Check for the new on_conflict options & update docs

2025-11-28 16:10:07 +01:00
parent bdffeb6ef5
commit 450b1fa24c
2 changed files with 18 additions and 13 deletions
--- a/crates/config/src/sections/upstream_oauth2.rs
+++ b/crates/config/src/sections/upstream_oauth2.rs
@@ -120,14 +120,14 @@ impl ConfigurationSection for UpstreamOAuth2Config {

            if matches!(
                provider.claims_imports.localpart.on_conflict,
-                OnConflict::Add
+                OnConflict::Add | OnConflict::Replace | OnConflict::Set
            ) && !matches!(
                provider.claims_imports.localpart.action,
                ImportAction::Force | ImportAction::Require
            ) {
                return Err(annotate(figment::Error::custom(
-                    "The field `action` must be either `force` or `require` when `on_conflict` is set to `add`",
-                )).into());
+                    "The field `action` must be either `force` or `require` when `on_conflict` is set to `add`, `replace` or `set`",
+                )).with_path("claims_imports.localpart").into());
            }
        }

--- a/docs/setup/sso.md
+++ b/docs/setup/sso.md
@@ -69,20 +69,25 @@ The template has the following variables available:

 ## Allow linking existing user accounts

-The authentication service supports linking external provider identities to existing local user accounts.
+The authentication service supports linking external provider identities to existing local user accounts if the `localpart` matches.

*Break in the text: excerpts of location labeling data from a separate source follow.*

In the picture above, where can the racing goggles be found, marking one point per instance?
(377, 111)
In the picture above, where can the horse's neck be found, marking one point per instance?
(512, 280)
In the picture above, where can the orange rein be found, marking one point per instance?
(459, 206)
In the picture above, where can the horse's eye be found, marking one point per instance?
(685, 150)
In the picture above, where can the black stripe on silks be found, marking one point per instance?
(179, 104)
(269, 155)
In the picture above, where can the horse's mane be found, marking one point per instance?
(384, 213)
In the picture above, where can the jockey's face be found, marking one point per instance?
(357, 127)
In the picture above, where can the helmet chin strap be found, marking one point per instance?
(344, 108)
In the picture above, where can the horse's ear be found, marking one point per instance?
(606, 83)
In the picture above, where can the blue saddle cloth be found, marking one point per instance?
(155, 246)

-To enable this behavior, the following option must be explicitly set in the provider configuration:
+If the `localpart` given by the upstream provider matches an existing user and the `claims_imports.localpart.action` is set to `force` or `require`, by default the service will refuse to link to that existing account.
+This behaviour is controlled by the `claims_imports.localpart.on_conflict` option, which can be set to:
+
+  * `fail` *(default)*: fails the upstream OAuth 2.0 login
+  * `add`: automatically adds the upstream account to the existing user, regardless of whether the existing user already has another upstream account or not
+  * `set`: automatically adds the upstream account to the existing user only if there are no other upstream accounts for that provider linked to the user
+  * `replace`: automatically replaces any upstream account for that provider linked to the user

 ```yaml
-claims_imports:
-  localpart:
-    on_conflict: add
+upstream_oauth2:
+  providers:
+   - id: …
+     claims_imports:
+       localpart:
+         action: force
+         on_conflict: set
 ```
-`on_conflict` configuration is specific to `localpart` claim_imports, it can be either:
-* `add` : when a user authenticates with the provider for the first time, the system checks whether a local user already exists with a `localpart` matching the attribute mapping `localpart` , _by default `{{ user.preferred_username }}`_. If a match is found, the external identity is linked to the existing local account.
-* `fail` *(default)* : fails the sso login.
-
-To enable this option, the `localpart` mapping must be set to either `force` or `require`.

 > ⚠️ **Security Notice**
 > Enabling this option can introduce a risk of account takeover.